A 70m² granny flat in NZ in 2026 costs between $260,000 and $620,000+ all-in. The exact number depends on whether it's prefab or custom, how flat and serviced the site is, and the specification level. The advertised 'from $120,000' figures from some prefab operators almost always exclude site prep, foundations, services connections, design, and council development contributions — which together add $80,000–$150,000+ to the headline price.

Do I need consent for a 70m² granny flat in 2026?

From 15 January 2026, no building consent is required for a single-storey standalone dwelling up to 70m², provided an LBP designs or supervises the build and strict conditions are met (boundary clearance, height, materials, services). Resource consent has been removed in standard residential and rural zones via a parallel National Environmental Standard, but overlays — heritage, flood, coastal, character — may still require resource consent. The Building Code still applies fully.
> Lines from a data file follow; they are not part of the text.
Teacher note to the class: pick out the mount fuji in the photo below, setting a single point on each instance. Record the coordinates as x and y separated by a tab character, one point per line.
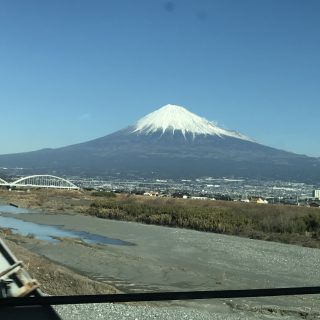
170	142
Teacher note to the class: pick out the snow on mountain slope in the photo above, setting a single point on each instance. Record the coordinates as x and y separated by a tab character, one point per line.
175	118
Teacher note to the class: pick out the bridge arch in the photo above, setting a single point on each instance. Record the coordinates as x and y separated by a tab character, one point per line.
44	181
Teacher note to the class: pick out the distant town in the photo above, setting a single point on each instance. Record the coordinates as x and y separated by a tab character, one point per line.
246	190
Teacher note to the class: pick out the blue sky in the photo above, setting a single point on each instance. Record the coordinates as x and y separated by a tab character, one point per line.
75	70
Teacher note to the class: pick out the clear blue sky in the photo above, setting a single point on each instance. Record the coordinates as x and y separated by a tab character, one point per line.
74	70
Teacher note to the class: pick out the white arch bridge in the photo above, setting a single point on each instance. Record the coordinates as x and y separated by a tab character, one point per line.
41	181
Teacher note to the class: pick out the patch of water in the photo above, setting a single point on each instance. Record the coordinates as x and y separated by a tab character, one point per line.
12	209
50	233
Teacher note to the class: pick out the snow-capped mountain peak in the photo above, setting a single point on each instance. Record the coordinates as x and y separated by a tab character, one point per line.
175	118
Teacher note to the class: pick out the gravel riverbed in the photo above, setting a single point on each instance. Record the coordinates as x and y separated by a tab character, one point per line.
168	259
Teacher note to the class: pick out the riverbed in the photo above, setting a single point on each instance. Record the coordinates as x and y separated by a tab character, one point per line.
168	259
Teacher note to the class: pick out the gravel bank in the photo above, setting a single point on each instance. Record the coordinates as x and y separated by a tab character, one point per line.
168	259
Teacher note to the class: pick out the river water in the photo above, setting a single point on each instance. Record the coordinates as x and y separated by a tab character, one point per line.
46	232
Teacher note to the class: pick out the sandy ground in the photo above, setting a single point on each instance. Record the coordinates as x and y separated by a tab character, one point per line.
168	259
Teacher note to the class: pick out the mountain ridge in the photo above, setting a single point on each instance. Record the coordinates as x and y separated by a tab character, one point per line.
163	149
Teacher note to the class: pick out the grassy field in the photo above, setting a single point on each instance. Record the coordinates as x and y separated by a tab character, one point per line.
283	223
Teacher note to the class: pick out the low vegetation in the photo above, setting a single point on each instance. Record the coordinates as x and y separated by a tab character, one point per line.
289	224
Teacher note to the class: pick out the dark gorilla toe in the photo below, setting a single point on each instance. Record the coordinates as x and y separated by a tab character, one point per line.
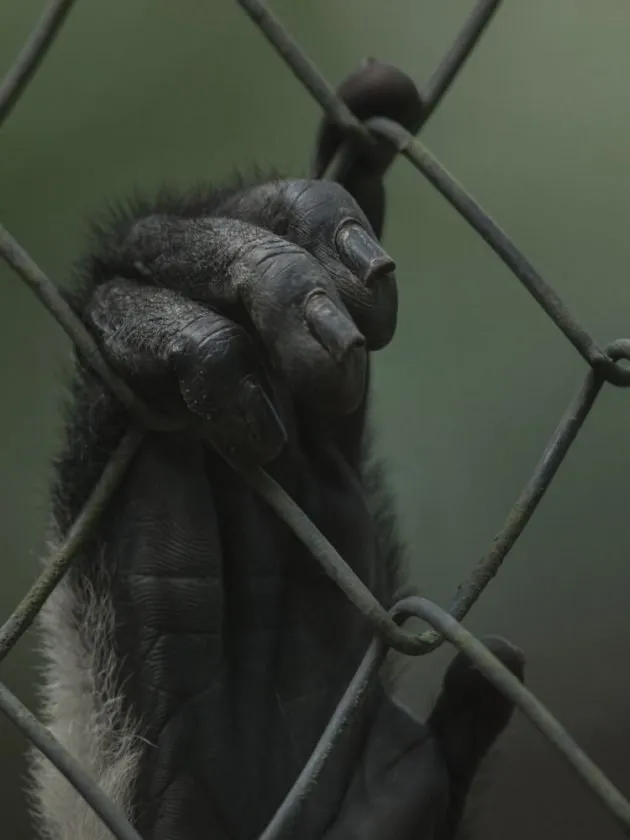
468	717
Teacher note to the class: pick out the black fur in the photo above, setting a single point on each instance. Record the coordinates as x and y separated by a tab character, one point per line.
227	648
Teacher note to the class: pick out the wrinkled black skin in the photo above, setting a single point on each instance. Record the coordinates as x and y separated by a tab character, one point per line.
234	647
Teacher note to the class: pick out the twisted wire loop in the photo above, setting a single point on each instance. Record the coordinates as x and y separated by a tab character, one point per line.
604	366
What's the cheapest way to build a minor dwelling in NZ?

Basic prefab or transportable units on a flat urban section with existing services are typically the cheapest path — around $260,000–$300,000 all-in for 70m². Cost-savers: keep the design simple and within standard prefab dimensions, build on the flattest part of the section, tie into existing services rather than extending them, and minimise mid-build variations. The single biggest cost variable is site condition, not the build itself.

Can you rent out a minor dwelling in NZ?

Yes. A minor dwelling can be rented out, but it must meet Healthy Homes Standards, comply with the Residential Tenancies Act, and have any required insurances. Typical Auckland rental income on a 70m² unit is $480–$680/week gross, with net yield of around 4–6.5% on a $400,000 all-in build cost after rates, insurance, maintenance, and vacancy. The consent exemption doesn't change rental obligations.
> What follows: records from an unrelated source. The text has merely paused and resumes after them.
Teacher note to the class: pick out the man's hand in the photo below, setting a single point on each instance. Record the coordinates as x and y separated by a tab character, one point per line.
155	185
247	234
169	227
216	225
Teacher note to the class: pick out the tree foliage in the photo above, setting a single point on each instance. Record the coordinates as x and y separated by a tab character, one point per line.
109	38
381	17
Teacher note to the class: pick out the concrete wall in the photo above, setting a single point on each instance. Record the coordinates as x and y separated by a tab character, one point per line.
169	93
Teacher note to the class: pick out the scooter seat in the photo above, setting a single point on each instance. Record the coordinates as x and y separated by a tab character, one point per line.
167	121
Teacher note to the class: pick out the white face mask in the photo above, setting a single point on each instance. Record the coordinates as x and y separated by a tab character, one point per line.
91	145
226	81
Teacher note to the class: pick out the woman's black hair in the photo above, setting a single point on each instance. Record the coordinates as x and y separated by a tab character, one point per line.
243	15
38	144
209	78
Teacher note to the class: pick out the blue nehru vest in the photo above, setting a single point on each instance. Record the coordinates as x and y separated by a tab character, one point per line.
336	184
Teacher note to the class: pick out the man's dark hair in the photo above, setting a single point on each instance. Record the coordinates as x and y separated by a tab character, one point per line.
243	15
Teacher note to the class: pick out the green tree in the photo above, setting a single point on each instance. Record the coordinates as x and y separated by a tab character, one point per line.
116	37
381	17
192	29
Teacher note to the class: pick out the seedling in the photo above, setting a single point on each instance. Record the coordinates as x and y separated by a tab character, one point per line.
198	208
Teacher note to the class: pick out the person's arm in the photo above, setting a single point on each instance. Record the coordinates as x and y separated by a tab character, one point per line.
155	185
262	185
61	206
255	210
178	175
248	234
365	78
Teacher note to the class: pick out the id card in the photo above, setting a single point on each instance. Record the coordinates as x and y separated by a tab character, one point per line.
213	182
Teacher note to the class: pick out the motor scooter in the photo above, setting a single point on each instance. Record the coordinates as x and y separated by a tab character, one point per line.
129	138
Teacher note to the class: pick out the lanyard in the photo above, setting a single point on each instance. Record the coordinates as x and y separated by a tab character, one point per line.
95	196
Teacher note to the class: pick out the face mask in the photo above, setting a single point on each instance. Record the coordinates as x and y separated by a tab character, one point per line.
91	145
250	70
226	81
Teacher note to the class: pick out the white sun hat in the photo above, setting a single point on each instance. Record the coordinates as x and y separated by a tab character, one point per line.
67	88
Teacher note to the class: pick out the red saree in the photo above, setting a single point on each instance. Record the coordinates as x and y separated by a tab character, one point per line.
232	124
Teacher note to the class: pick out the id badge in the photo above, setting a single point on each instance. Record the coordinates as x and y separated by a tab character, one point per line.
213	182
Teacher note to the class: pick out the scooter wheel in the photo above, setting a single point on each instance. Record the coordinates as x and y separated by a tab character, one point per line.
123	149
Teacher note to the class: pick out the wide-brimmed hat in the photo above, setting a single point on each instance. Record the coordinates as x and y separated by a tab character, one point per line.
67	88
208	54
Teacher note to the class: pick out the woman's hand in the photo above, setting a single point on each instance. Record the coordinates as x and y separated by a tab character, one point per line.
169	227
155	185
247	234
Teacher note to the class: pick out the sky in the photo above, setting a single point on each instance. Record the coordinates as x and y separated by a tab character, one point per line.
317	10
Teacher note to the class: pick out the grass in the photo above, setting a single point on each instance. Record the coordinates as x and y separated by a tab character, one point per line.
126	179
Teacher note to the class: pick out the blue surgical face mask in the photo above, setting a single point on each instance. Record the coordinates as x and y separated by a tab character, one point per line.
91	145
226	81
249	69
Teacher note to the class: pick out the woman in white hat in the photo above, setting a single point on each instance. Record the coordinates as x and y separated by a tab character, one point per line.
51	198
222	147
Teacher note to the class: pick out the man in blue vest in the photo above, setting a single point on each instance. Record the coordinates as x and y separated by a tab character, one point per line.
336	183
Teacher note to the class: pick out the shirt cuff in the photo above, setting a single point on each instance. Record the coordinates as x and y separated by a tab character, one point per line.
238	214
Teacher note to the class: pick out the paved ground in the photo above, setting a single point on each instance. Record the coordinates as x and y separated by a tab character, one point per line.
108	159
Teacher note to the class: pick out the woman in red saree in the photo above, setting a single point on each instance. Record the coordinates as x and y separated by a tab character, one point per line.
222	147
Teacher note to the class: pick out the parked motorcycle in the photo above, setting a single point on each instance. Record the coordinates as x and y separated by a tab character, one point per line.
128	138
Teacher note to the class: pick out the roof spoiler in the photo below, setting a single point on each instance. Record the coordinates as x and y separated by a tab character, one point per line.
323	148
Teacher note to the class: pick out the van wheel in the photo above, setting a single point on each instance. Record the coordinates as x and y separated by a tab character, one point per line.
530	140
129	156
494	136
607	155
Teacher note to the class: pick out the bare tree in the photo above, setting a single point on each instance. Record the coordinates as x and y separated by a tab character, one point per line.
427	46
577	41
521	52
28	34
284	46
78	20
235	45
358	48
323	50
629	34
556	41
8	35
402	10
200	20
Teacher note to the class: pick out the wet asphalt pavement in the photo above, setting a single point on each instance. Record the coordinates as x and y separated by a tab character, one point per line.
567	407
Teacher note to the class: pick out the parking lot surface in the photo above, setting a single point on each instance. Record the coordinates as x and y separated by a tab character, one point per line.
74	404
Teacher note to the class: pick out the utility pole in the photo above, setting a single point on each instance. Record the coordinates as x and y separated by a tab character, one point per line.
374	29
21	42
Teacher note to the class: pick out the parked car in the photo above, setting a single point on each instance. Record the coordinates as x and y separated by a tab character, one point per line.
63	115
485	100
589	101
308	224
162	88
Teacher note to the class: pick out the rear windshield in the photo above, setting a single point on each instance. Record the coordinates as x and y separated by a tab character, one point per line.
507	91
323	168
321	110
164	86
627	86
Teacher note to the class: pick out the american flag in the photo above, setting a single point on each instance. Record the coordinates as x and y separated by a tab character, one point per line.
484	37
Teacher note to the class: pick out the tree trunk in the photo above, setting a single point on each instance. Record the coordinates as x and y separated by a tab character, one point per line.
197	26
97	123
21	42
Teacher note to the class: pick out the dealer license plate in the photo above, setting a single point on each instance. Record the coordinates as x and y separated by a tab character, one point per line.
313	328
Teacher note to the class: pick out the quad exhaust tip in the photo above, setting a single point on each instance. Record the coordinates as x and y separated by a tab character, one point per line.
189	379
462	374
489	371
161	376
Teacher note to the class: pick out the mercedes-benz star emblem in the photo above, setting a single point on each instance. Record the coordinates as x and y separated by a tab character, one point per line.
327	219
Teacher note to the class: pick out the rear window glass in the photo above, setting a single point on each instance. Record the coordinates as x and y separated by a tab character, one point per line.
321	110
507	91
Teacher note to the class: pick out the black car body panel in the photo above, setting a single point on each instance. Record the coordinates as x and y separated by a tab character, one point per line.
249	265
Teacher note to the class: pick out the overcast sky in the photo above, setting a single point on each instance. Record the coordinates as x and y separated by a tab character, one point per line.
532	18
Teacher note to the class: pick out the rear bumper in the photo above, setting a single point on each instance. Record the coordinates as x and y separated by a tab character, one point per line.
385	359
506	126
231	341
What's the difference between a minor dwelling and a granny flat?

In NZ in 2026 they're effectively the same thing. Both refer to a self-contained secondary dwelling on a property with an existing main house. The 2026 Building Act amendment uses 'small standalone dwelling' as the formal term, and the 70m² exemption applies regardless of which label you use. Some councils use 'minor residential unit' or 'detached minor residential unit' (DMRU) in planning documents, with slightly different definitions — the 70m² exemption sits across all of them.

What's not included in advertised minor dwelling prices?
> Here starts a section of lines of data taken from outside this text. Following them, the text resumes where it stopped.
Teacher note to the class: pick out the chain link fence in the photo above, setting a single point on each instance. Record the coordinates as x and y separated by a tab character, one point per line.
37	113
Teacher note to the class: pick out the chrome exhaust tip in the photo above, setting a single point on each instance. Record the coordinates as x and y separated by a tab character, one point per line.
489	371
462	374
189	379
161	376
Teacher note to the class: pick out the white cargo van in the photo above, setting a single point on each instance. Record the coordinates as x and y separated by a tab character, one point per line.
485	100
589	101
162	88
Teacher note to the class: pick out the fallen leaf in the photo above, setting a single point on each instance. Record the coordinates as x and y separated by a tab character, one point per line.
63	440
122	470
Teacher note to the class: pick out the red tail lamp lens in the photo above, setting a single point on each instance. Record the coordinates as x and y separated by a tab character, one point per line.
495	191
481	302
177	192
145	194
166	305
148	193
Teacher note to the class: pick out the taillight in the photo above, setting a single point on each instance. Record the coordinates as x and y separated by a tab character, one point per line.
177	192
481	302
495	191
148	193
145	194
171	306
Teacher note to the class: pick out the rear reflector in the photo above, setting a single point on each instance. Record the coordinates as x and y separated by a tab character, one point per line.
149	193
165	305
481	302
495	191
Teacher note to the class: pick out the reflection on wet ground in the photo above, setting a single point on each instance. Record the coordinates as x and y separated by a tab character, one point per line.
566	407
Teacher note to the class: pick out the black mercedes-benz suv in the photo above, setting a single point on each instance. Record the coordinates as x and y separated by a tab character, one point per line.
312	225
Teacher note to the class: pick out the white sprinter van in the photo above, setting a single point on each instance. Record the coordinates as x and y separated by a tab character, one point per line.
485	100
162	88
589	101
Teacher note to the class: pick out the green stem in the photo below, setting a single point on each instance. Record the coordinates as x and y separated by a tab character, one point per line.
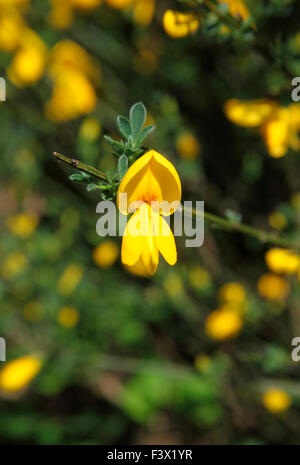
214	220
259	234
80	166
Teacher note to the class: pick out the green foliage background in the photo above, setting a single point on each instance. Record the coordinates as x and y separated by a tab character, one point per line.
126	373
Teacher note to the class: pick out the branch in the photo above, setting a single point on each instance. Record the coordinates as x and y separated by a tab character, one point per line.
214	220
79	165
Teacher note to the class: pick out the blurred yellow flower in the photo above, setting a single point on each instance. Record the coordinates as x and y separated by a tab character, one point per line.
18	373
19	4
11	25
61	15
173	285
90	129
187	146
223	323
73	96
277	221
119	4
282	260
279	126
71	68
105	254
29	62
70	279
295	200
179	25
85	4
143	11
14	264
68	55
152	178
276	400
68	317
62	12
199	278
273	287
233	295
22	225
249	114
237	8
33	311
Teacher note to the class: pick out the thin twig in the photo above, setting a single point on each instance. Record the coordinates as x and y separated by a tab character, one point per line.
79	165
214	220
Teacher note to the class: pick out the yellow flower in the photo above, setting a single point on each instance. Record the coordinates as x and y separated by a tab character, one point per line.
19	4
282	260
279	126
22	225
187	146
295	200
105	254
276	134
276	400
233	295
68	317
199	278
70	279
85	4
11	25
237	8
223	323
14	264
90	129
119	4
33	311
152	178
277	221
273	287
62	12
249	114
29	62
67	55
18	373
179	25
61	15
173	285
73	96
143	11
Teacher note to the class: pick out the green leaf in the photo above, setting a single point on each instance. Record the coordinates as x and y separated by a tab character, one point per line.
137	118
122	166
117	147
85	175
145	132
91	187
124	126
76	177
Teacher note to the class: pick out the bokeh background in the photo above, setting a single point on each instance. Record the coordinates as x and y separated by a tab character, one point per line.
201	352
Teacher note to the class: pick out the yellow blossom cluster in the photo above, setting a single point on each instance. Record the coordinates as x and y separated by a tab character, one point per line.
63	11
17	374
72	71
276	400
30	52
181	24
278	125
227	321
68	65
280	261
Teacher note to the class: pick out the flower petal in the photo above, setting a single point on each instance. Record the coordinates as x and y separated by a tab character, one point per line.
164	238
151	178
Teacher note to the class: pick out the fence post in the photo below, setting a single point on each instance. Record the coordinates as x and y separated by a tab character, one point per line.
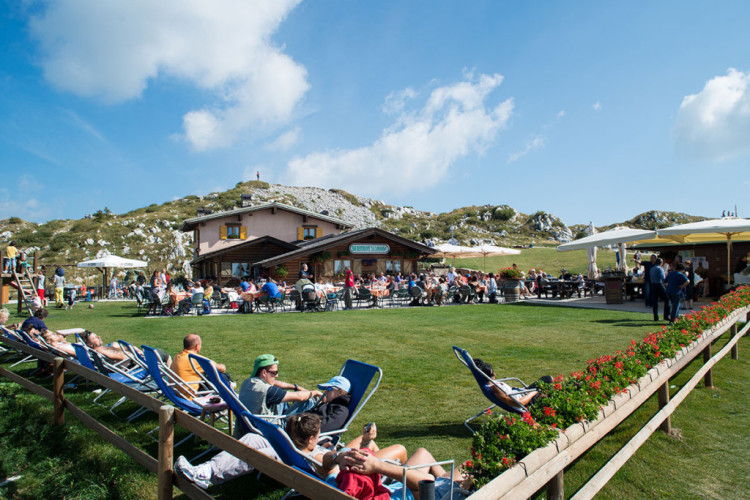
663	395
58	379
166	447
556	487
709	378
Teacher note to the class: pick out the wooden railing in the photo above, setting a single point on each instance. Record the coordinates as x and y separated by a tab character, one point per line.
168	418
545	466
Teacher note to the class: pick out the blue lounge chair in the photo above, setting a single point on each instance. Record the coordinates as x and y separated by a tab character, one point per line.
485	382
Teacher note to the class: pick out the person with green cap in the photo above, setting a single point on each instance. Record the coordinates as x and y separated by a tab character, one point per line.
264	394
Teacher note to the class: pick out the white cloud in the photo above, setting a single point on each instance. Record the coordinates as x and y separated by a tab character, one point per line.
396	101
417	151
534	143
112	50
285	140
715	123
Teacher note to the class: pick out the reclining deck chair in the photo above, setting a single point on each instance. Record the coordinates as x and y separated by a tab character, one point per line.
158	370
485	383
216	380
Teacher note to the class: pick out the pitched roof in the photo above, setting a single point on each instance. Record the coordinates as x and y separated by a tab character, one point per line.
189	224
313	246
244	244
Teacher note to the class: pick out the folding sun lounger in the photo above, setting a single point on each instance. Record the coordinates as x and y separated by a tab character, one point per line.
485	383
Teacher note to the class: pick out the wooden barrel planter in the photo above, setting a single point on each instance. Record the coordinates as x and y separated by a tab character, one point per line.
512	290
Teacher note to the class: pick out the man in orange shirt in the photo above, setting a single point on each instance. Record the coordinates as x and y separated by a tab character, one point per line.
182	367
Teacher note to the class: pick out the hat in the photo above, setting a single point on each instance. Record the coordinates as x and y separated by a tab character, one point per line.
262	361
337	383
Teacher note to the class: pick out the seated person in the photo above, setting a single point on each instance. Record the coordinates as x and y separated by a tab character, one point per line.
511	396
113	352
264	394
333	407
361	456
192	343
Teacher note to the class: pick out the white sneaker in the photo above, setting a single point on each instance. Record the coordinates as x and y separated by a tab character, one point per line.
200	475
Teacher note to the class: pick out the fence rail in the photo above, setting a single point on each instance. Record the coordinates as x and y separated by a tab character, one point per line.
545	467
168	418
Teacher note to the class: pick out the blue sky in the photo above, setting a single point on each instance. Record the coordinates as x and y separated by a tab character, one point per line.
592	111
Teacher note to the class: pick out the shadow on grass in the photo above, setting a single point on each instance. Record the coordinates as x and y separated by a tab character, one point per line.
627	323
453	429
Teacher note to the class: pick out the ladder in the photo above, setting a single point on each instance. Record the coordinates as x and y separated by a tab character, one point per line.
26	288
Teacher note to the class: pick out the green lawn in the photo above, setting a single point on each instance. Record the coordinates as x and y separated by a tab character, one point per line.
425	394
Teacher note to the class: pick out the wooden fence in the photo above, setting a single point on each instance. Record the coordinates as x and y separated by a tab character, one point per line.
545	467
168	418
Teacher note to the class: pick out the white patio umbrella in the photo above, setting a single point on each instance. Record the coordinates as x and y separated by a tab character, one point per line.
613	237
591	254
111	261
725	229
494	251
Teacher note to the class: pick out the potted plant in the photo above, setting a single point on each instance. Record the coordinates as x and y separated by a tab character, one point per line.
511	279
Advertised prefab prices typically exclude: site preparation and earthworks ($8,000–$50,000+), foundations ($15,000–$35,000), services connections ($5,000–$25,000), design fees and LBP supervision ($10,000–$30,000), transport and crane costs ($5,000–$15,000), decks and landscaping ($8,000–$45,000), and council development contributions ($15,000–$40,000+). The gap between advertised price and all-in cost is typically $80,000–$150,000+ for a 70m² unit.